Unfortunately, my favorite places in Mexico no longer slot into that tourist-favoured category. I love the Sierra Madre. So does Joaquin “el Chapo” Guzman and the Sinaloa Cartel. Though he is now in one of America’s Super-max prisons, his organization is alive and well. The whole area is sketchy at best.
But—if you’re adventurous, put a train trip through the massive Copper Canyon on your bucket list (a UNESCO World Heritage Site). Then, take the ferry from Los Mochis across to the southern Baja city of La Paz. It’s a reasonably laid-back atmosphere until the Mexican celebration of Carneval. Traditionally celebrated the week before Lent, the event is wild and wooly, filled with gaudy parades and a crazy carnival atmosphere. Every room in the city is filled. If you’re unlucky enough to be there, it’s safest to stroll the malecon at nine-o-clock in the morning. You’ll be able to view the carnage without the danger of being stripped of everything you own.
If Carneval in La Paz is too tame for your blood, take the ferry back across the Sea of Cortez to Mazatlan. Carneval there is even bigger, rivaling New Orleans Mardi Gras for crazy. Oh, one other small item. A cartel war has made it dangerous enough that cruise ships have regrettably crossed that port off their list, but if you’re careful, it’s probably still okay. The history of the city is like few other places in Mexico. For most of a century it remained the gateway to the silver mines. Untold wealth passed through here. Some of it stayed. One of the most ornate examples is the Angela Peralta Theater just off the Plaza Machado which should be at the top of your list of things to do. Whatever is playing, buy a ticket.
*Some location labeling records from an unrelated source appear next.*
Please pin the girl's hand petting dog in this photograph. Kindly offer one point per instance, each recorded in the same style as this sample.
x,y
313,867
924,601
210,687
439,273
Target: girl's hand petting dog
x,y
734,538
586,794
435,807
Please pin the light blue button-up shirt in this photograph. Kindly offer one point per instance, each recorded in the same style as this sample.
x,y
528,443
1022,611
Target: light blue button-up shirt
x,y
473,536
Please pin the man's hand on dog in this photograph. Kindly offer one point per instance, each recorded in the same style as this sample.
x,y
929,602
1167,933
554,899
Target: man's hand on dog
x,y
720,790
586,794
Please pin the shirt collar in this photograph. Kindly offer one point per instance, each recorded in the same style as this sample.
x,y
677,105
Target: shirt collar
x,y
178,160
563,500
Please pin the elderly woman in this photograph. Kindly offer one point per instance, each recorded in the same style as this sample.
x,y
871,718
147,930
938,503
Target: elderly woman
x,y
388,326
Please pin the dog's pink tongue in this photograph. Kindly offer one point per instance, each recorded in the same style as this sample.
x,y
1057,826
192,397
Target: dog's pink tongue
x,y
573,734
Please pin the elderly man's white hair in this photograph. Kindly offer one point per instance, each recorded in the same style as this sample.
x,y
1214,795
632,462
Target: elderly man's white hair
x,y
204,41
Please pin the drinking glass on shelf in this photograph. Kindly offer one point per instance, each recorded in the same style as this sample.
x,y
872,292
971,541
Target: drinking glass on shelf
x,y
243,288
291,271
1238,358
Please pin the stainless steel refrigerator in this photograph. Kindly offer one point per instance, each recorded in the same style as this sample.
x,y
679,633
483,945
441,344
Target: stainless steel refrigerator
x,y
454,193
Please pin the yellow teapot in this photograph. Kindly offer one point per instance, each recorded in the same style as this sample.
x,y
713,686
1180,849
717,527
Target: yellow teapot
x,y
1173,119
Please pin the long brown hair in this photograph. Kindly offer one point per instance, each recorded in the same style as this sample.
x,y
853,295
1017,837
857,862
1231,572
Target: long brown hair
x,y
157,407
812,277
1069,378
I well remember loitering in a plaza one sultry evening listening to a couple of expats discuss the city. I’d become acquainted with one of them in the Spanish language school my wife Pat and I were attending...
“I’ve been everywhere in Mexico, and Mazatlan has the most beautiful women of anywhere in the country,” he declared. The gentleman went on to state his theory of why that was so, something to do with European sailors cohabiting with the local enticing indigenous females. I shrug. Certainly those of the fairer sex who stroll along the malécon give credence to his rationale. I trace my way through the dark back streets to the quiet cul-de-sac where we stay with Lupita who knows nothing of our foreign tongue. We converse in Spanish. Or rather, she does. We listen, and occasionally nod as we grasp at whatever few syllables we recognize. Eventually, those sentences will untangle enough to have meaning, but for now, my undisciplined mind numbs with exotic words that all run together. Then it stalls completely and I wander back to the expat’s premise. I doubt he’s right, but it’s a lovely city, and who am I to argue?